Su expresión de angustia sólo contribuía a que estuviera más guapa. Le desagradaban las mujeres que esperaban que cuidaras de ellas, y Hilary Bradley no era así en absoluto. Parecía incapaz de hablar y admitir qué tenía en la cabeza.

—Sea sincero conmigo —le pidió—. ¿De verdad tiene un testigo que vio a Mark besando a Glory Fischer en la playa?

Cab lo entendió. Los fundamentos sobre los que ella había construido toda su vida de pronto le parecían muy frágiles. En una situación normal no habría revelado nada acerca de las pruebas del caso, pero fue incapaz de no decir nada. Eligió cuidadosamente sus palabras.

—No he hablado con el testigo en persona —reveló—, lo haré mañana. No puedo contarle con exactitud qué vio o dejó de ver.

—En la playa estaba oscuro. Podría ser un caso de identificación errónea.

—No puedo decir ni que sí ni que no.

—Las cosas no siempre son lo que parecen —insistió ella con convicción, y él pensó que hablaba tanto para ella como para él.

—Ya lo sé. Si le sirve de algo, señora Bradley, espero que su marido sea inocente. Me gustaría pensar que aún quedan relaciones sólidas en este mundo.

—Pensaba que usted sólo creía en la traición, detective. —Su voz volvía a ser fría.

—Así es, pero me encantaría equivocarme, entonces y ahora.

Hilary se levantó del banco e irguió los hombros.

—Ahora se equivoca.

—Quizá.

—Esto es lo que yo pienso —dijo Hilary—: su testigo no vio lo que cree que vio. O bien no era Mark o bien malinterpretó lo que estaba ocurriendo entre ellos.

—Discúlpeme, señora Bradley, pero si de verdad piensa eso, ¿por qué ha perdido el ferry?

—Váyase a la mierda —le espetó ella, sorprendiéndole con su mala leche. Giró sobre sus talones y luego se detuvo en medio del claro—. Lo siento.
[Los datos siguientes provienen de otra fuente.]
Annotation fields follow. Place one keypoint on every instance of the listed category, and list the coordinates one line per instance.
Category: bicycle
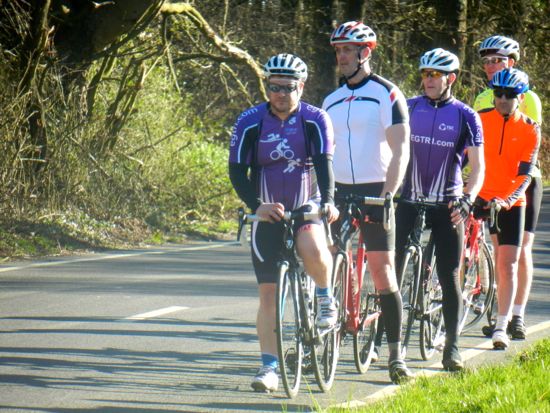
(300, 344)
(477, 271)
(357, 298)
(420, 289)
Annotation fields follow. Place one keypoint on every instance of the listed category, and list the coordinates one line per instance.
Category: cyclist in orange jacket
(512, 142)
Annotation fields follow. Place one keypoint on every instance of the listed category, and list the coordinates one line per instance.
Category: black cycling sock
(379, 331)
(391, 305)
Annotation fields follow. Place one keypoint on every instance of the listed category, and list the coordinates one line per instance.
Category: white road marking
(115, 256)
(156, 313)
(433, 369)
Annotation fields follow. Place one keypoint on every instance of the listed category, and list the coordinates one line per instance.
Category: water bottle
(478, 308)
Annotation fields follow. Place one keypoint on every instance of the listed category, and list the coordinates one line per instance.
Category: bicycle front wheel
(289, 341)
(478, 289)
(432, 334)
(363, 339)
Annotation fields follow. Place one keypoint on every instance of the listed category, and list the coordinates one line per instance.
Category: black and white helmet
(440, 60)
(354, 32)
(285, 64)
(499, 45)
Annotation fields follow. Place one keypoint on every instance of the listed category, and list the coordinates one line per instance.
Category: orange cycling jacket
(511, 147)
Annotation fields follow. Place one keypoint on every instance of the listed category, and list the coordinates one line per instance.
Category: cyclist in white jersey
(371, 133)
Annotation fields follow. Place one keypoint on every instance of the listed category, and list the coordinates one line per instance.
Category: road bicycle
(477, 271)
(301, 346)
(420, 289)
(354, 292)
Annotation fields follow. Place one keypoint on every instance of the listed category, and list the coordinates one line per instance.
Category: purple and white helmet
(440, 60)
(354, 32)
(286, 64)
(499, 45)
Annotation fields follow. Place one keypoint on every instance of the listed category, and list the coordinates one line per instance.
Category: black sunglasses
(508, 93)
(272, 87)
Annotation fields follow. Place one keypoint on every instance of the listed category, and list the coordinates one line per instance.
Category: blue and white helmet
(501, 45)
(510, 78)
(440, 60)
(286, 64)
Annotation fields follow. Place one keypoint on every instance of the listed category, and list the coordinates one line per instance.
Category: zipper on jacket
(349, 138)
(502, 135)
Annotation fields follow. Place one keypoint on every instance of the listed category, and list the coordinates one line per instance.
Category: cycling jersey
(511, 148)
(280, 152)
(361, 114)
(440, 133)
(531, 105)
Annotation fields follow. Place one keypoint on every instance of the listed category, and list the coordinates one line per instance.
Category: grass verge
(520, 386)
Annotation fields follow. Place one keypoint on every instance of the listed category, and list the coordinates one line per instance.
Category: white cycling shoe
(327, 314)
(266, 380)
(501, 341)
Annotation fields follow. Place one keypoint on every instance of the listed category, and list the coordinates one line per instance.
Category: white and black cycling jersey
(360, 115)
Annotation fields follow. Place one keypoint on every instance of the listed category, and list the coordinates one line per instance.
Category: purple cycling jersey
(280, 156)
(440, 133)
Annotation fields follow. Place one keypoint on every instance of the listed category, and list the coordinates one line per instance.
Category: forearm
(477, 173)
(238, 174)
(398, 139)
(325, 177)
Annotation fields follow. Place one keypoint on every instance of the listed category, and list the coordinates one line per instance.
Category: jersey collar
(362, 83)
(439, 103)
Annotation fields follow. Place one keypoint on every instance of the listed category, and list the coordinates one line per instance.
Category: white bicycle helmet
(510, 78)
(285, 64)
(354, 32)
(499, 45)
(440, 60)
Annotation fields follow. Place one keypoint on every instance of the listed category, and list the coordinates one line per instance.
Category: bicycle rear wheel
(289, 341)
(409, 286)
(478, 289)
(432, 333)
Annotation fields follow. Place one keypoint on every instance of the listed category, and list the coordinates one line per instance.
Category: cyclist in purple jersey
(443, 129)
(281, 159)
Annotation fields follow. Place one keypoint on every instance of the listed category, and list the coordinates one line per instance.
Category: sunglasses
(493, 60)
(508, 93)
(291, 87)
(431, 73)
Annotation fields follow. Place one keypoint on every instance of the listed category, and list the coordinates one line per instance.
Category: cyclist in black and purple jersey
(280, 160)
(443, 130)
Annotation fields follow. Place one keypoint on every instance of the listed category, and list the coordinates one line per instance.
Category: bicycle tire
(479, 287)
(409, 287)
(364, 337)
(289, 341)
(432, 333)
(325, 351)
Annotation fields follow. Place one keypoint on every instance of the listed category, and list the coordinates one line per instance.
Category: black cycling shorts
(267, 248)
(376, 237)
(511, 223)
(447, 238)
(534, 200)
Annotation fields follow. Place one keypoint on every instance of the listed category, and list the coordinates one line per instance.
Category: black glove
(463, 205)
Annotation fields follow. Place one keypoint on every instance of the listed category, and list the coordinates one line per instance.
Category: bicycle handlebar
(288, 216)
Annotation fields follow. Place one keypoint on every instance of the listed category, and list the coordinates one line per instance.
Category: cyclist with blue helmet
(281, 159)
(512, 141)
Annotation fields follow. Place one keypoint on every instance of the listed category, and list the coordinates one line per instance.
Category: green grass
(523, 385)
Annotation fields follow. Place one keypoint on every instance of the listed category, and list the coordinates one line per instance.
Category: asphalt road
(171, 329)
Mark no mataría nunca a nadie, no es esa clase de hombre.

—Tal vez no lo sea, pero eso no significa nada.

—¿Mataría usted a una chica inocente? —le preguntó ella—. ¿Sería capaz de hacer algo así?

«Ya lo he hecho», pensó él.

—¿Una chica inocente? Por supuesto que no.

—Entonces ¿por qué cree que Mark sí?

Hilary no esperó respuesta, y Cab no iba a darle una. Ella se dirigió a su coche y se alejó hacia el centro de Fish Creek con un rugido rabioso del motor. Él volvió a quedarse solo con la noche invasora y las aguas bravas de Green Bay bajo él. No le gustaba, no importaba lo bonito que fuera. Le hacía sentirse muerto. Coge-un-Cab Bolton estaba preparado para irse a cualquier lugar que no fuera aquél.